How to increase your credit score
In order to get what is considered an excellent credit score, you need to understand how credit scores are calculated. We have a thorough article that covers everything you’ll need to know about how credit scores are calculated.
The main factors that are taken into account to calculate a credit score are below:
- 35% of your score is based on payment history
- 30% is based on percent of total credit used
- 15% is based on the average age of all accounts
- 10% is based on new credit applications and credit inquiries
- 10% is based on the number and type of credit accounts
The first thing you’ll need to get started is your credit report to see your score and history. This will help you identify what you can do to improve your score. We use CreditKarma to check our scores and history. More specifically, we use their phone app. We also recently saw that Chase Bank has an awesome tool for checking your credit history. But you might need to have an account with them. Both are free.
We also check our credit reports annually at annualcreditreport.com. They are the only agency that is authorized by federal law to issue your credit report from the largest reporting agencies. We recommend you request 1 report at a time. Do it every 3-4 months so that you can check for fraudulent activity, since you only get 1 free report per agency per year.

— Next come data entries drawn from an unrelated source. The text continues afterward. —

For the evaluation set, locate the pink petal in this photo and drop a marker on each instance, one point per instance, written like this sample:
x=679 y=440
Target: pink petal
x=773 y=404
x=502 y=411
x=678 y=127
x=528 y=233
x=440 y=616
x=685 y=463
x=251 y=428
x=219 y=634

You should note that your credit report will NOT have your credit score in it. That’s why we love CreditKarma.
Once you have your report in hand, you’ll be able to see your payment history, credit utilization, account ages, inquiries, and number of accounts. This will help you see where there’s room for improvement. It can take years to get your score up to 760 if you are starting at a much lower number, so just be patient. Getting what is considered an excellent credit score is a marathon, not a sprint. There are no quick fixes here unless you find fraud on your account that is dragging you down.
Remember, anything above a 760 considered an excellent credit score.
Spending your time hoping to get to an 800 is a waste of time. What you’ll likely see is that once you get to 760 you’ve already established good habits that will naturally propel you to those higher numbers. Even without you ever having to think about or worry about it. For example, here’s a snapshot of one of our credit scores from CreditKarma this morning.
All we did was continue to focus on the basics of paying everything on time and keeping our utilization low. You can see the details below. We have what is considered an excellent credit score. But we aren’t too excited that we hit 800, since we already passed 760 long ago. And that, our friends, is what actually matters if you want an excellent credit score.
Do you have an excellent credit score?